Parsing 101 with the Infragistics Parsing Framework

Monday, October 22, 2012

Parsing 101 with the Infragistics Parsing Framework

Infragistics - Infragistics Parsing Framework - Parsing 101

This is the first in a series of posts I am going to write about the parsing framework shipped as a CTP in the 12.2 release of our WPF and Silverlight products. This framework is used internally by the new XamSyntaxEditor control on those platforms. This post will be an introduction to both parsing in general as well as the type of parser provided by us.

Introduction

The Infragistics parsing framework allows you to define the grammar for a language from which a parser will be created to analyze documents in that language. If you are already familiar with parsing and LR parsers, you can just read the “Supported Languages”, “Ambiguities” and “Performance” sections.

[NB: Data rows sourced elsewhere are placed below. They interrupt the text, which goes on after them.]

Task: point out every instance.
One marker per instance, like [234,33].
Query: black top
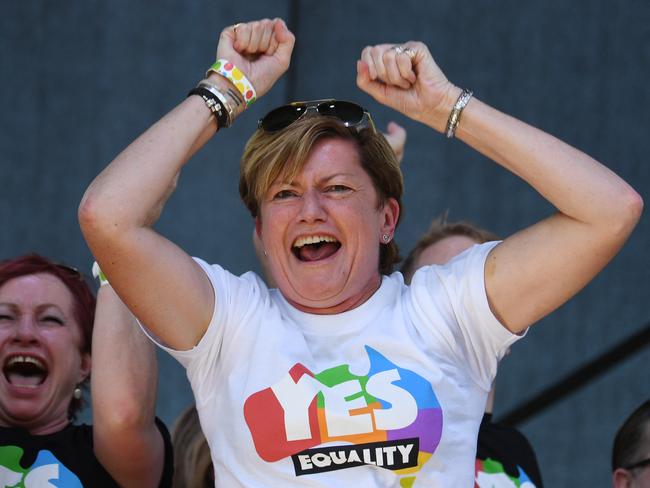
[505,450]
[66,456]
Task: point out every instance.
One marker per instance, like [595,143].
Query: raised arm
[537,269]
[123,385]
[162,285]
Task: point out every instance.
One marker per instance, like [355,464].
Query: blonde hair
[192,461]
[283,154]
[438,230]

Note: it is helpful to think of a document as a single horizontal sequence of text rather than text which goes from top to bottom as it does in an editor. This is because I will be introducing concepts such as “top-down parsing” and “bottom-up parsing” which relate to the top and bottom of a tree structure and not the top and bottom of a document in an editor.

Lexical Analysis

The first two phases required for analyzing a document in a certain language are lexical analysis and syntax analysis. I am not going to get into too much detail on lexical analysis, but basically, it is the process of scanning a document and grouping characters into meaningful units called tokens. By doing so, lexical analysis imposes a structure on the string of characters of a document to create a string of tokens. For example, the lexical analysis of a C# document might create tokens for keywords, identifiers, integral constants, braces, comments, whitespace, and other elementary units of the C# language. Most C# tokens are significant, but tokens such as whitespace or comments are not. The significance of each token is defined by the grammar. So in some languages (such as VB), whitespace can be significant. The syntax analysis phase only considers significant tokens. This makes the job of the grammar writer much easier because he or she does not need to define all the areas in which comments and whitespace are allowed. Doing so might make a grammar definition overly complicated. From now on, I may refer to lexical analysis as lexing or to the lexical analyzer as the lexer.

Syntax Analysis

Similar to how the lexer imposes a structure on a string of characters, syntax analysis, or parsing, imposes a structure on the string of tokens created by the lexer. The structure created by the parser in this phase is a parse tree, or concrete syntax tree, representing the grammatical structure of the tokens. How that structure is formed depends on the rules defining what is allowed by the language being parsed. Here is a typical parse tree for a C# document:

...

..."

In my previous post I mentioned ISV's branching out? Case in point...

Would you ever have expected something like this from Infragistics 10, 5, 3 years ago? Neither would have I. I think it's great seeing them extend themselves this way. From things like this to providing support for other platforms to thinking outside the VS box. Don't get me wrong, I love the VS box, but a strong ISV community is good for everyone...